Agentic code review framework

A couple of weeks ago I took a stab at creating an agentic code review framework at Chewy. Since then I’ve been fiddling around with it for a couple of projects. Turns out, review is much more difficult than implementation!

The framework I’ve built out is inspired in large part by Ankit Jain’s piece on How to Kill the Code Review. It has three components:

Make the build green
Adversarial QA
Review case files

Each of the above steps is its own agentic skill, and none of them are particularly clever. The first skill, for instance, provides the agents with some bare bones access to Jenkins, and then provides steps to check the build status, identify the cause of failure, fix it, and then rinse-repeat until the build is green.

Review case files are somewhat interesting in that they spin up sub-agents to independently examine a pull request from multiple angles: API design, database logic, resiliency characteristics, etc. At the end an orchestrator agent compiles all of the findings into a programmatic “case file.” This case file can kick off a new coding loop to fix the review findings, provided they are reasonably simple. But again, this idea can be found elsewhere: indeed I believe it’s the “hello world” example Codex provides for orchestrating sub-agents.

Some of the value that this framework provides, I hope, is real experience inside the confines of Chewy’s ecosystem. Indeed I’ve accumulated quite a few learnings as far as that goes, and I’m working to incorporate them into the framework as I go. For example, I’ve discovered the need for a skill to manage feature toggles in our config service, so that we can test feature-on and feature-off variants of a pull request inside a single agentic session.

The most important learning, though, is that agentic code review is really, really difficult - much more so than agentic code generation!

On reflection the reason is obvious: there are a lot of ways to screw things up, comparatively fewer ways to succeed. A good framework can handle all sorts of contingencies along the way and react to them nimbly. That means reasoning about everything from linting failures to foreign key violations in seed data, and who knows what else.

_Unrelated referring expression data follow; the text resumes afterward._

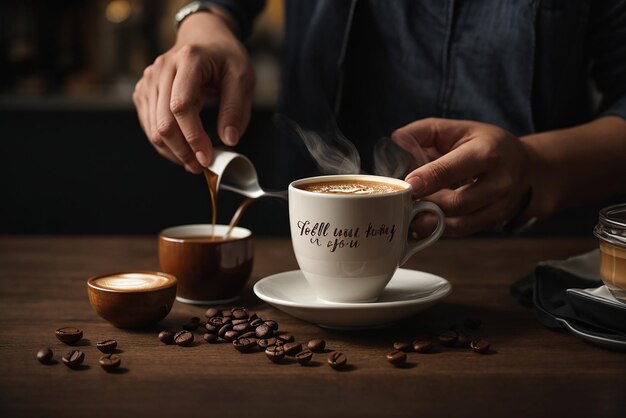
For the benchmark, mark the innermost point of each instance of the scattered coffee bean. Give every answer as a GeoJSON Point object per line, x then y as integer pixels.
{"type": "Point", "coordinates": [256, 322]}
{"type": "Point", "coordinates": [422, 346]}
{"type": "Point", "coordinates": [463, 340]}
{"type": "Point", "coordinates": [402, 346]}
{"type": "Point", "coordinates": [447, 338]}
{"type": "Point", "coordinates": [275, 353]}
{"type": "Point", "coordinates": [292, 348]}
{"type": "Point", "coordinates": [244, 345]}
{"type": "Point", "coordinates": [472, 323]}
{"type": "Point", "coordinates": [304, 357]}
{"type": "Point", "coordinates": [397, 358]}
{"type": "Point", "coordinates": [337, 360]}
{"type": "Point", "coordinates": [266, 342]}
{"type": "Point", "coordinates": [249, 334]}
{"type": "Point", "coordinates": [272, 324]}
{"type": "Point", "coordinates": [286, 338]}
{"type": "Point", "coordinates": [190, 326]}
{"type": "Point", "coordinates": [45, 355]}
{"type": "Point", "coordinates": [231, 335]}
{"type": "Point", "coordinates": [211, 329]}
{"type": "Point", "coordinates": [316, 346]}
{"type": "Point", "coordinates": [244, 327]}
{"type": "Point", "coordinates": [110, 362]}
{"type": "Point", "coordinates": [107, 346]}
{"type": "Point", "coordinates": [69, 335]}
{"type": "Point", "coordinates": [211, 312]}
{"type": "Point", "coordinates": [480, 346]}
{"type": "Point", "coordinates": [224, 329]}
{"type": "Point", "coordinates": [183, 338]}
{"type": "Point", "coordinates": [73, 359]}
{"type": "Point", "coordinates": [264, 331]}
{"type": "Point", "coordinates": [239, 313]}
{"type": "Point", "coordinates": [166, 337]}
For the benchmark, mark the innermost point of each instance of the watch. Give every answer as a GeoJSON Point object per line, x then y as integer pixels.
{"type": "Point", "coordinates": [189, 9]}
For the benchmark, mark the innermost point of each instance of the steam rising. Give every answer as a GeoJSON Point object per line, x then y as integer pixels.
{"type": "Point", "coordinates": [340, 156]}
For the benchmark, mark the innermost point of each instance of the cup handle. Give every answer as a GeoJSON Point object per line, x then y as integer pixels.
{"type": "Point", "coordinates": [414, 246]}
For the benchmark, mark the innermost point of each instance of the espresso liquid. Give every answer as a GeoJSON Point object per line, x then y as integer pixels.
{"type": "Point", "coordinates": [351, 187]}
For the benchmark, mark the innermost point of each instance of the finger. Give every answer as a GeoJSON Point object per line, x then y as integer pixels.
{"type": "Point", "coordinates": [185, 102]}
{"type": "Point", "coordinates": [468, 161]}
{"type": "Point", "coordinates": [168, 128]}
{"type": "Point", "coordinates": [471, 197]}
{"type": "Point", "coordinates": [235, 103]}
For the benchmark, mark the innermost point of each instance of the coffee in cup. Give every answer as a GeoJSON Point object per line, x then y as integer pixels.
{"type": "Point", "coordinates": [211, 264]}
{"type": "Point", "coordinates": [351, 232]}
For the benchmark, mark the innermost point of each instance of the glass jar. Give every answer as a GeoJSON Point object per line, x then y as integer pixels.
{"type": "Point", "coordinates": [611, 231]}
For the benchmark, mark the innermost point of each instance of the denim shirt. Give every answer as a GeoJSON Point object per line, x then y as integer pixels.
{"type": "Point", "coordinates": [368, 67]}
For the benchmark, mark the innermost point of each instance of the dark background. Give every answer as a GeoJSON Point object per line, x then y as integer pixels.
{"type": "Point", "coordinates": [73, 159]}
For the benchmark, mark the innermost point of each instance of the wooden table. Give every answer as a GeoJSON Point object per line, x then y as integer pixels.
{"type": "Point", "coordinates": [534, 372]}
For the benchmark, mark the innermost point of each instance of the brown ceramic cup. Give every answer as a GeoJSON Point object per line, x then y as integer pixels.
{"type": "Point", "coordinates": [210, 269]}
{"type": "Point", "coordinates": [133, 299]}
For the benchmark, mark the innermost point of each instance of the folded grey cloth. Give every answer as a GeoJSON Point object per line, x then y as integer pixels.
{"type": "Point", "coordinates": [571, 294]}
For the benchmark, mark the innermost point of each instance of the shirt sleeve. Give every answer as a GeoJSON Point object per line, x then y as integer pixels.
{"type": "Point", "coordinates": [608, 54]}
{"type": "Point", "coordinates": [243, 11]}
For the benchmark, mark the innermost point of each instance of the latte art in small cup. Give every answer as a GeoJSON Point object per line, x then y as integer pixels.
{"type": "Point", "coordinates": [351, 232]}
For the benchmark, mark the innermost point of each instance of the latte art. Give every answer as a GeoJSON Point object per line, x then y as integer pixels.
{"type": "Point", "coordinates": [131, 281]}
{"type": "Point", "coordinates": [351, 187]}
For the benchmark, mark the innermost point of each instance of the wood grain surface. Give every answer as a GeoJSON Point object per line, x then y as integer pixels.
{"type": "Point", "coordinates": [533, 372]}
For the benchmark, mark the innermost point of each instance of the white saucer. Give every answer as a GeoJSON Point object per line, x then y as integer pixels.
{"type": "Point", "coordinates": [408, 292]}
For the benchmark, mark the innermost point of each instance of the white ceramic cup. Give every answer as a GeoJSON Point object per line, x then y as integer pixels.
{"type": "Point", "coordinates": [348, 246]}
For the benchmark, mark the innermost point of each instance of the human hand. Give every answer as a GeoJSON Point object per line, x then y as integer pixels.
{"type": "Point", "coordinates": [207, 59]}
{"type": "Point", "coordinates": [479, 174]}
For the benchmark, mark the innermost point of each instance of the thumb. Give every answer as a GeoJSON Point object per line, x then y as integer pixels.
{"type": "Point", "coordinates": [235, 103]}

For the time being I’m exercising this framework manually - triggering the skills and then inspecting outputs before I move to the next step. That’s a useful feedback loop into the improvement of the framework itself, but eventually the training wheels will come off. The goal is to be able to spin a coding loop and a review loop, one after the other until the whole thing has stabilized into satisfactory, working code - while I’m entirely hands-off-keyboard. It’s somewhat ambitious, but the early progress is promising.

If all goes well, this framework will be something that can dramatically reduce our PR review cycles. Hopefully, this framework will improve the quality of code that enters the PR review cycle - meaning that human reviewers have a lot less to worry about before they sign off.